Swirling a glass of wine with a flick of the wrist can tell you a lot about what you’re drinking. The movement oxygenates the wine, releasing some volatile compounds that interfere with its true aroma. Raising the wine to eye level to look at its “legs” (the tears descending inside the glass) gives you an idea of its viscosity and alcohol strength. But the sight of anyone performing these acts with a glass of bubbly makes me hysterical.
So you like to smash bubbles?
You want to kill something that is alive?!?!?
Champagnes and other sparkling wines are fragile! Swirl them and they’ll go flat, which means you lose the aromatics that the bubbles are meant to deliver. So keep your flute, if that’s what you use, steady. (Some prefer a wine glass.) Admire the sight of those dancing little pockets of air making their way to the surface of your liquid. Your nose will be tickled when you bring the glass to your lips.
And you won’t look like an idiot.
One of the reasons I love holiday parties is that some people go all out and, if I am lucky, blow their budgets on a few tins of good caviar. I am a fiend for salt-cured sturgeon eggs—the only product that can be labeled simply “caviar” without specifying the fish.
Eating a dollop of caviar on a tiny pancake smeared with sour cream is an elegant treat, for sure, but the best (some say the only) way to understand caviar is to eat it straight out of the tin with a non-reactive spoon, preferably mother of pearl, but plastic or wood will do.
The beluga sturgeon has become an endangered species, so its caviar is no longer exported from its native Russia, Iran, or Kazakhstan.

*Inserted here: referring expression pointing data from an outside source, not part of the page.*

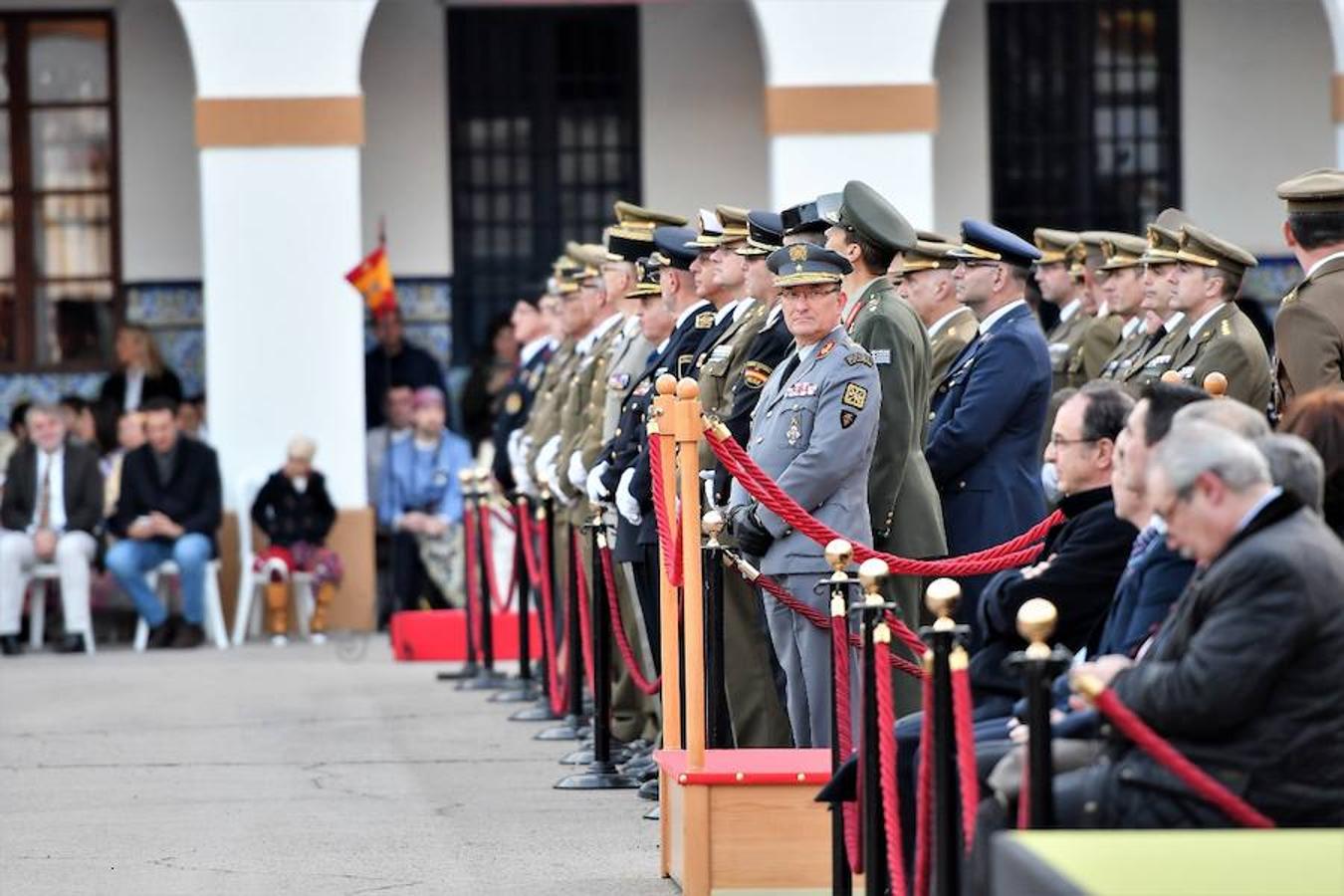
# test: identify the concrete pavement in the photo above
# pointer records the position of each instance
(303, 770)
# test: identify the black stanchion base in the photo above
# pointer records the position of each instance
(601, 776)
(468, 670)
(567, 730)
(484, 680)
(534, 714)
(515, 692)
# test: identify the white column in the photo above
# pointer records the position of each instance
(280, 125)
(849, 95)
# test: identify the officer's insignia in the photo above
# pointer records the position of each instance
(757, 373)
(853, 396)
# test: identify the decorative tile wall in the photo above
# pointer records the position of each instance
(172, 311)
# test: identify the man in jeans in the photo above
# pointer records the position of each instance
(168, 511)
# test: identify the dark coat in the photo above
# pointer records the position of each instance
(1244, 677)
(83, 489)
(113, 391)
(1085, 559)
(288, 516)
(190, 497)
(984, 438)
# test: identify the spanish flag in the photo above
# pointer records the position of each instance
(372, 277)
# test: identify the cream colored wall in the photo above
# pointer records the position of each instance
(702, 107)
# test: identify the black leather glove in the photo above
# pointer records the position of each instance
(752, 537)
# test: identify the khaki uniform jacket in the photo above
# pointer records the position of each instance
(1309, 335)
(947, 344)
(1229, 344)
(1066, 342)
(902, 499)
(722, 368)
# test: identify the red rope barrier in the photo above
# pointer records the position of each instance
(965, 737)
(554, 688)
(584, 622)
(1205, 784)
(844, 722)
(622, 641)
(924, 799)
(887, 774)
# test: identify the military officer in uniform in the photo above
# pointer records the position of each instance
(984, 434)
(902, 500)
(1309, 328)
(814, 431)
(1222, 338)
(1055, 280)
(924, 280)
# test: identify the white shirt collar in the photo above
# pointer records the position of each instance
(943, 322)
(986, 326)
(1198, 326)
(530, 350)
(1317, 265)
(699, 307)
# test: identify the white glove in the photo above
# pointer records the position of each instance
(595, 491)
(578, 476)
(625, 501)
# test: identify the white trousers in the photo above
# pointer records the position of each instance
(73, 559)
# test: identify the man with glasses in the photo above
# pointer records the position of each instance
(988, 411)
(814, 431)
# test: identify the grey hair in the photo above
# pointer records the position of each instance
(46, 408)
(1294, 466)
(1229, 414)
(1195, 448)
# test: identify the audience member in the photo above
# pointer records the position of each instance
(421, 501)
(168, 510)
(141, 373)
(1319, 418)
(51, 510)
(396, 427)
(298, 515)
(395, 360)
(483, 395)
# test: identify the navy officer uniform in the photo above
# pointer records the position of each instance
(990, 408)
(814, 433)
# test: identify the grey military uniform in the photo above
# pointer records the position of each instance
(814, 434)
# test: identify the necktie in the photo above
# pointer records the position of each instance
(45, 497)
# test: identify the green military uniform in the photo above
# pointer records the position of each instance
(903, 504)
(1309, 328)
(1225, 341)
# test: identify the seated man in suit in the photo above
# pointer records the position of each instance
(988, 411)
(53, 504)
(168, 510)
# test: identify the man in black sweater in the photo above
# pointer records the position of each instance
(168, 510)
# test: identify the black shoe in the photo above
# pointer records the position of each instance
(163, 633)
(188, 635)
(72, 644)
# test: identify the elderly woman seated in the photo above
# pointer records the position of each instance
(296, 514)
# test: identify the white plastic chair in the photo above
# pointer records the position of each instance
(246, 617)
(214, 621)
(41, 573)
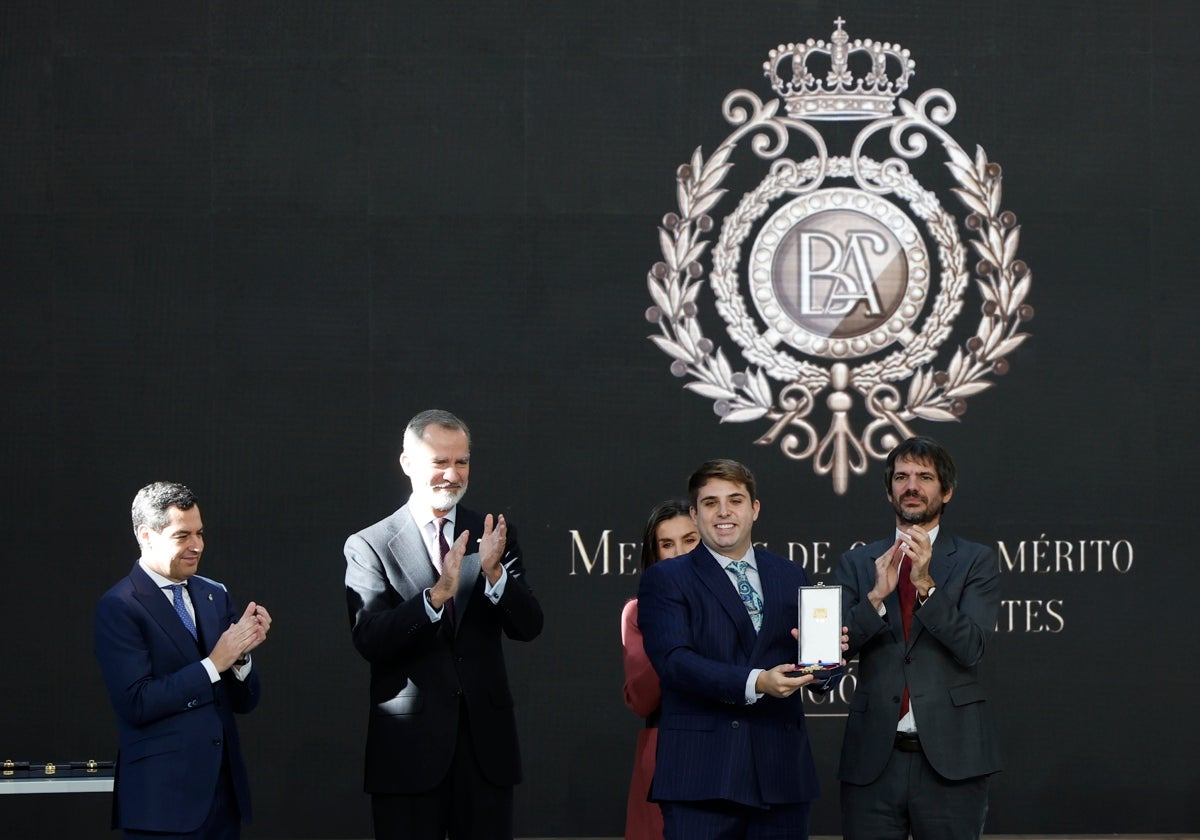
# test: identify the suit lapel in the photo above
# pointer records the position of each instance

But never fear! The Buford Highway Farmers Market can order farm-raised osetra and sevruga, whose eggs are smaller than beluga, but—especially if packed anywhere near the Caspian Sea—have the sublime saltiness and oiliness I crave. And if you look in the refrigerated smoked fish section adjacent to the market’s Eastern European aisles, you will find more than adequate substitutes: pike roe from Russia, mellow bowfin and white fish from Alaska, and a peerless selection of red caviar—salted salmon eggs—some of which come from as far as Sakhalin, a Russian island in the Pacific Ocean famed for its fishing.